Radio Cassino

Cassino (FR) – Sicurezza, ‘Partecipiamo’ ricorda che è competenza dello Stato

domenica 08 febbraio 2026

I botta e risposta che si sono scatenati negli ultimi giorni in merito alla sicurezza in città hanno una radice lontana. Lo sottolinea il gruppo di “Partecipiamo Cassino”, evidenziando come, attorno a questo tema, esponenti dell’opposizione, o rappresentanti “di realtà
associazionistiche con chiare ed evidenti ambizioni di politica locale” abbiano esternato “affermazioni di assoluta discutibilità, in quanto manifestano la mancanza di alcuna consapevolezza in merito a concetti chiave, che dovrebbero essere noti a chi aspira ad amministrare la città e spesso ha anche titoli da professionista tali da non potersi  permettere di parlare come il “quisque de populo”, come sistematicamente accade.

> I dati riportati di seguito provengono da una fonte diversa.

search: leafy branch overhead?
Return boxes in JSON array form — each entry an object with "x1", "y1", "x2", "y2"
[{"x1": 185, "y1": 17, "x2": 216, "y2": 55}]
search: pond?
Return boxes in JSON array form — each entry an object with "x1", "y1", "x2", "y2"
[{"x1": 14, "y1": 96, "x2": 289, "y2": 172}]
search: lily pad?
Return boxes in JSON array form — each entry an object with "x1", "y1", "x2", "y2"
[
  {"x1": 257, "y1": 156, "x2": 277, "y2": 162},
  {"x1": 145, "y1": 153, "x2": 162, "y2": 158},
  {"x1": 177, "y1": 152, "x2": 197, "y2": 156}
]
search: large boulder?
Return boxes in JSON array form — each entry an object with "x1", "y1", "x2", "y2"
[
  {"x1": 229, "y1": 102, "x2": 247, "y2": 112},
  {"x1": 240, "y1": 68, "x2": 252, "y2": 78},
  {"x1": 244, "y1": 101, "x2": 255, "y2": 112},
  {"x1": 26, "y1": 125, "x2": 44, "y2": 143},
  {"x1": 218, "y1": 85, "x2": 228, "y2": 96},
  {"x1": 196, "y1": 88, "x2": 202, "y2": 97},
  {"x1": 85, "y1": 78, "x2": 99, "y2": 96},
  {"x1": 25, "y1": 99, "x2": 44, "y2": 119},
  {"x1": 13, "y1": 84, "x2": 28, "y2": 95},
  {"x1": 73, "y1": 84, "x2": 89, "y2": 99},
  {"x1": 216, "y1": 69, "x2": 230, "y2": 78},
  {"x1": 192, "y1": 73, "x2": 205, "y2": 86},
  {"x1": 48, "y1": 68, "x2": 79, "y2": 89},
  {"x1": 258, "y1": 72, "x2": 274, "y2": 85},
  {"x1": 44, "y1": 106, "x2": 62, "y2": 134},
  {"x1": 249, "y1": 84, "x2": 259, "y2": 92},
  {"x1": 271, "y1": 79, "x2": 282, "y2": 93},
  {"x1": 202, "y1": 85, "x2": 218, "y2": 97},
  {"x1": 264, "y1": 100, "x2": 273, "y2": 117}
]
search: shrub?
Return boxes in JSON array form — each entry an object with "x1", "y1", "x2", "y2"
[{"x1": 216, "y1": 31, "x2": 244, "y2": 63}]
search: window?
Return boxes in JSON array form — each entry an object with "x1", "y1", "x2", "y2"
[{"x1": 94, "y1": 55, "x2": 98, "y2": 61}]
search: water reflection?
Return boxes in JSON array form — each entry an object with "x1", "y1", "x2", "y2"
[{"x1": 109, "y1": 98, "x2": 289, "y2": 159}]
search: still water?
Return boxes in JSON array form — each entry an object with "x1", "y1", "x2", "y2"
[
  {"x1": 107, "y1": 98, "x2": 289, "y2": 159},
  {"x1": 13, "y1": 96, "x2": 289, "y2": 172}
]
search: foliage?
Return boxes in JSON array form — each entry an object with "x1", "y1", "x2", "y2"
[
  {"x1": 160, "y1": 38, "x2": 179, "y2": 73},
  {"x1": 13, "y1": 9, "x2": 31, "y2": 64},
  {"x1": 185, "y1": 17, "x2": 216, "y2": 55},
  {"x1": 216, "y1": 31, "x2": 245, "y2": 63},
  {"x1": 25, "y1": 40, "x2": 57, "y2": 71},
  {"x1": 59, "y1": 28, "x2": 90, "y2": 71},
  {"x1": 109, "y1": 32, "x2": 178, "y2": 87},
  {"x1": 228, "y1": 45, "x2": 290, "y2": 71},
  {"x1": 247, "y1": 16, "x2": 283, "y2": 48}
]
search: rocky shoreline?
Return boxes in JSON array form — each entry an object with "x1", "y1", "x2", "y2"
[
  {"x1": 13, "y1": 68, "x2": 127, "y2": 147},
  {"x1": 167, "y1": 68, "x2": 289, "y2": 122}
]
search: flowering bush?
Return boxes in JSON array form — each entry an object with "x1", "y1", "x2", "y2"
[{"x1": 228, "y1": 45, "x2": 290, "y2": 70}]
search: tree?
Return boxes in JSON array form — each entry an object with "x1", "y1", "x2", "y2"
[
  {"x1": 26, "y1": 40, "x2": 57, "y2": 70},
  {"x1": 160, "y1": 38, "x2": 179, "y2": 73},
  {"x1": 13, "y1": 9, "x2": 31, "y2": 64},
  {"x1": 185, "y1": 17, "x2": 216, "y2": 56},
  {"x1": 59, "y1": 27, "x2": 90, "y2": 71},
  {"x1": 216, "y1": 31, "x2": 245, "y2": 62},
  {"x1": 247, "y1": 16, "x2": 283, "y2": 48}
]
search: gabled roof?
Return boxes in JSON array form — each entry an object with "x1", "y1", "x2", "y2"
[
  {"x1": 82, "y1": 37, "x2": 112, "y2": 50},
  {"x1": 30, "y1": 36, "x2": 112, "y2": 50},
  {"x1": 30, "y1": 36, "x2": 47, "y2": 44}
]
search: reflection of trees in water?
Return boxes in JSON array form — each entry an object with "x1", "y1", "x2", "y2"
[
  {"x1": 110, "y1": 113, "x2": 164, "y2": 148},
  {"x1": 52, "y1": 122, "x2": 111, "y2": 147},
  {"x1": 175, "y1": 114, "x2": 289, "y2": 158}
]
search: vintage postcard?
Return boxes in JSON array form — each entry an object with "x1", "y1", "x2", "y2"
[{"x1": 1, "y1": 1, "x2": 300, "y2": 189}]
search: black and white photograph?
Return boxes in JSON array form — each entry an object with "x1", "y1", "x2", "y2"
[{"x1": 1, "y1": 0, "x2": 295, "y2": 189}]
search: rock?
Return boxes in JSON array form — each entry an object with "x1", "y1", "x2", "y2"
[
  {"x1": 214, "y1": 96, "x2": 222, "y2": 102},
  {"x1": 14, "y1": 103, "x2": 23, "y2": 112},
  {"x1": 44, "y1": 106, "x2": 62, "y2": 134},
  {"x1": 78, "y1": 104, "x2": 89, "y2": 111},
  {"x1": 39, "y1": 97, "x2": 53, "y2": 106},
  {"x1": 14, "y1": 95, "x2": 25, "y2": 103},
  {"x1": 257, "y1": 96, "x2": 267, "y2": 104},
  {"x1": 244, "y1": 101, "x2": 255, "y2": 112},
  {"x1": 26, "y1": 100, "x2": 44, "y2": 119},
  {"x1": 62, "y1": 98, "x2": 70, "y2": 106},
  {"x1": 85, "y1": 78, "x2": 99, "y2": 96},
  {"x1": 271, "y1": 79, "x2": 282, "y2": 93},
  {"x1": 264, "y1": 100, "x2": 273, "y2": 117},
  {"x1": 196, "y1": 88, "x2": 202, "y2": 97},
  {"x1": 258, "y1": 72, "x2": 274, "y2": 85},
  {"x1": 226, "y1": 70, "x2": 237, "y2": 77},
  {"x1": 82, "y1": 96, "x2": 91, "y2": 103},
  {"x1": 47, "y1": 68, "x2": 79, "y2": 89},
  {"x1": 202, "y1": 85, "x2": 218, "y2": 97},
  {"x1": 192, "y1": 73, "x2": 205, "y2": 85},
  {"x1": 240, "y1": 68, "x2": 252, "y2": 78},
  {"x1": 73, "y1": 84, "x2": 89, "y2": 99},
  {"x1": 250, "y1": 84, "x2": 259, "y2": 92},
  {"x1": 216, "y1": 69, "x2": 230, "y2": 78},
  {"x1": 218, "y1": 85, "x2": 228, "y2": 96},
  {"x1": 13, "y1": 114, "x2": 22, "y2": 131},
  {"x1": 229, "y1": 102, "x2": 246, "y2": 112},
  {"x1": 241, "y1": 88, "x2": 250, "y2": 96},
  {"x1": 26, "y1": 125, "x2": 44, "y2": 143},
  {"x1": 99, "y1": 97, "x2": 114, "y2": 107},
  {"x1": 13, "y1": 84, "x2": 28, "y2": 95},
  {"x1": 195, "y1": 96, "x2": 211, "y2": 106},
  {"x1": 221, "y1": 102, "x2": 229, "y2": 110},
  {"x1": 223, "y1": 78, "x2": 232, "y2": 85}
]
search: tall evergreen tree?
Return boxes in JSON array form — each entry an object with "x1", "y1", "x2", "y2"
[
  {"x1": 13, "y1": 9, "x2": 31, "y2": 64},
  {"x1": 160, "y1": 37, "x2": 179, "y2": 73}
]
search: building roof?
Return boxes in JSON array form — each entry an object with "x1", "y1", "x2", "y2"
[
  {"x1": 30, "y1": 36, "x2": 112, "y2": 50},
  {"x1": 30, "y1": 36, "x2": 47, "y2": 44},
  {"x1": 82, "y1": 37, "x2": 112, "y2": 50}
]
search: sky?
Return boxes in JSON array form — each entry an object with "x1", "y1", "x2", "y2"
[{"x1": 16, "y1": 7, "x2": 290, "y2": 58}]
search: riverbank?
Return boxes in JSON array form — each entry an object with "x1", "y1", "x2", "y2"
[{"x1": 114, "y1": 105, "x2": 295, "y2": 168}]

Da mesi, sui giornali locali della città, si rincorrono titoli in grassetto, che tratteggiano Cassino come una città
votata , miserabilmente ed in maniera pericolosamente esponenziale, a diventare lo scenario di qualche
nuova fiction alla Gomorra maniera, come se la notizia del disagio sociale ed economico che interessano
tutto il territorio nazionale, non giungesse alle orecchie di alcuni e la città fosse ormai invivibile.
Tanto che a questo punto ci si chiede se chi dipinge Cassino come l’ultimo girone dell’Inferno, senza
preoccuparsi dei riflessi negativi di tale falsa e cattiva pubblicità sul suo tessuto economico- sociale, sia
realmente consapevole dei tempi che viviamo, dell’entità dei fenomeni criminali sussistenti in generale e della
circostanza per la quale si parla, in relazione al nostro territorio, di microcriminalità, comune a tante altre
città , se non tutte, anche in dimensioni ben più preoccupanti di quella osservata qui.
Questo ovviamente non vuol dire trascurare il tema sicurezza, o trattarlo con superficialità o peggio ancora
abbassare la guardia anche davanti ad un solo episodio di carattere deliquenziale; piuttosto significa scegliere
di fare politica in maniera consapevole, informata, e non demagogica, soprattutto.
A tal riguardo si rileva che la sicurezza pubblica in Italia, ai sensi della norma di cui all’art. 117 della
Costituzione, lettera d), è una competenza esclusiva dello Stato, diretta dal Governo per il tramite del
Ministero dell’ Interno, i Prefetti ed i Questori.
Attualmente il Ministro dell’ Interno è il Dott. Matteo Piantedosi, il quale, pur non essendo militante in alcun
partito politico, è stato sostenuto nella sua nomina da Fratelli di Italia e la Lega, che sono proprio i partiti ai
quali appartengono le opposizioni e ai quali fanno riferimento, più o meno esplicito, a titolo di simpatizzanti,
coloro che tanto si mostrano veementi nei confronti dell’ Amministrazione del Comune, alla quale vengono
imputate, in sostanza, responsabilità non sue.
“In manifestis verbis”, tanto per delucidare chi evidentemente in materia non ha le idee sufficientemente
chiare, il Sindaco, in materia di sicurezza ha il potere di adottare con atto motivato provvedimenti, anche
urgenti e contingibili, al fine di prevenire ed eliminare gravi pericoli che minacciano l’incolumità pubblica,
come il posizionamento di telecamere e l’uso diffuso delle forze dell’ordine a disposizione: misure tutte
adottate nella nostra città e che, se risultano sempre ai soliti, non utili, non possono far altro che costringere
tutti, in primis quell’opposizione che aderisce allo stesso orientamento politico del Governo, a chiedere a
quest’ultimo l’implemento del personale delle forze dell’ ordine ed ogni altra misura di carattere eccezionale
, organizzativa e di pianificazione che compete allo Stato.
Tanto per dire e concludere che il territorio, se davvero a qualcuno la sua sicurezza sta a cuore, non ha bisogno
di spot elettorali da discount, che ignorano le norme fondamentali, come la Costituzione, perché,
fortunatamente, i cittadini sanno partecipare con consapevolezza alla politica e i tempi di “Peppone e Don
Camillo” sono terminati.
Bisognerebbe rifletterci quando si avanzano polemiche sterili, non curandosi dell’immagine di una intera città,
che ogni giorno alza le serrande di un’attività, lavora per il bene comune, presta la sua opera a favore della comunità e non merita di attrarre su di sé soltanto inutile, sproporzionato, e propagandistico allarmismo,
tanto che ci viene poi da chiedere agli stessi che lamentano il mancato investimento di risorse e nuove attività in città, se loro stessi lo farebbero immaginandosi poi di dover vivere come nel Bronx”.